Segundo Maria Carolina Ferracini, gerente de Projetos da ONU Mulheres para Prevenção e Eliminação da Violência contra as Mulheres [01]: “Os fatores de risco de violência doméstica neste isolamento são muitos, mas alguns são bem claros. É a questão de você ter muito mais tempo dentro de casa, uma convivência forçada, o stress econômico que a pandemia e o isolamento tem causado e o próprio medo do vírus.”

A mulher em ambiente domiciliar é uma das mais vulneráveis. Importante mencionar que, a cada três vítimas de feminicídio no Brasil, duas foram mortas em casa [02].
A mulher que é vítima domestica se encontra em uma situação de extrema vulnerabilidade, seja financeira ou psicológica, submetida a um ciclo vicioso no qual não vislumbra possibilidade de saída. As vezes, com uma posição de submissão e dependência, há a impossibilidade de buscar socorro, entretanto, o corpo costuma dar sinais do medo que a aflige, tais como: transtornos crônicos, companheiro muito controlador (reage quando separado da mulher), infecção urinária de repetição (sem causa secundária), dor pélvica crônica, depressão, ansiedade, dor que não tem nome ou lugar, histórico de tentativa de suicídio, lesões físicas que não se explicam de forma adequada, dentre outros. [04]

É nesse cenário que se torna fundamental ter atenção não somente ao estado físico do paciente, mas também ao estado emocional. A medicina não é um ramo que visa curar o paciente de um mal apenas, é um ramo que se dedica a cuidar e fornecer uma  melhor qualidade de vida ao ser humano. Ferracini fala sobre a importância de um sistema de saúde acolhedor:

Muitas vezes a porta de entrada da violência contra as mulheres é o  serviço de saúde, que está sobrecarregado, então, existe também um risco das mulheres não conseguirem ou acharem que não devem acessar o serviço de saúde. Isso para a violência, mas também para a saúde sexual reprodutiva, então, sim, a gente vai ter que deixar bem claro e os serviços têm que estar abertos, tem que estar funcionando.

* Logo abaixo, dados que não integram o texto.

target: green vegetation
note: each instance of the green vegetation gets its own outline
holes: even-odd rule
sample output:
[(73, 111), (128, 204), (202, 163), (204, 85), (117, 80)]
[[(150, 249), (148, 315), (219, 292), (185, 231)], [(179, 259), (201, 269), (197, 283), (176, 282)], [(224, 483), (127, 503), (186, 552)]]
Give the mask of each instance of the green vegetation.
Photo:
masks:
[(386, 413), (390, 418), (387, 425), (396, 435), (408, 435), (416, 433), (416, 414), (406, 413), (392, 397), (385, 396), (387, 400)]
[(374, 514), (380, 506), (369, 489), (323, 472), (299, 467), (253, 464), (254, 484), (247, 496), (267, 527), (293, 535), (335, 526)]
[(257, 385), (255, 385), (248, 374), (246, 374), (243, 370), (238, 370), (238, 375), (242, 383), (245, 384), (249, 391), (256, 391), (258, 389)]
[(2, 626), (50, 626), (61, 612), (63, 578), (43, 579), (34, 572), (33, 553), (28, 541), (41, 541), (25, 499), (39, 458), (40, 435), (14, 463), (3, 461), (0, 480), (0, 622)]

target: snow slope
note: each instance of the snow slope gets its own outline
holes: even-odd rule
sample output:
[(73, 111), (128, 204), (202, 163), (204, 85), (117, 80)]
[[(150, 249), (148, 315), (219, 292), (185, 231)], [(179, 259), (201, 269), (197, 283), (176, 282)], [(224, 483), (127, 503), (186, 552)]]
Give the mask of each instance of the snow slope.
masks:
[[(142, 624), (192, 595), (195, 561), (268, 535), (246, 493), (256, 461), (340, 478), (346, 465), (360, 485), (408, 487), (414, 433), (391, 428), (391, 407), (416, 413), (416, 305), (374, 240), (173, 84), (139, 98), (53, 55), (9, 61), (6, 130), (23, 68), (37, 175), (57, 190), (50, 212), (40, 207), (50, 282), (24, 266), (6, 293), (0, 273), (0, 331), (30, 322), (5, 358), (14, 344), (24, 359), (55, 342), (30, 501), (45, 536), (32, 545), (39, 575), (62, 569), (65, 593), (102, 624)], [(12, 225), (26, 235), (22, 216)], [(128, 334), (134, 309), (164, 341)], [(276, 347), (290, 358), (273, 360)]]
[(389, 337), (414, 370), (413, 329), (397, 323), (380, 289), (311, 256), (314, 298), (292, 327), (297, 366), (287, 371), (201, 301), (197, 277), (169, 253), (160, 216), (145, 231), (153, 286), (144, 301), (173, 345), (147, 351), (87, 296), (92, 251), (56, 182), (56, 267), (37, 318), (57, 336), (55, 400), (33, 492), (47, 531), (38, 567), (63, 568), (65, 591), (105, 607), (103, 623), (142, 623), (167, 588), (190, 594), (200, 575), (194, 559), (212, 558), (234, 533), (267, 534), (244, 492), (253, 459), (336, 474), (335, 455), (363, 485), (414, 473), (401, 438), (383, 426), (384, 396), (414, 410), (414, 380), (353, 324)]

Nessa senda, segundo dados do CAOCrim/MPSP (Núcleo de Gênero e o Centro de Apoio Operacional Criminal do Ministério Público de São Paulo), colhidos no estado de São Paulo houve crescimento nos casos de violência doméstica durante a quarentena:
– Em um mês houve o crescimento de 30% dos casos;

– Em março foram decretadas 2.500 medidas protetivas em caráter de urgência, no mês anterior foram 1.934;

– Aumento no número de prisões em flagrante devido a casos de violência doméstica, em fevereiro foram registradas 177, já em março foram 268.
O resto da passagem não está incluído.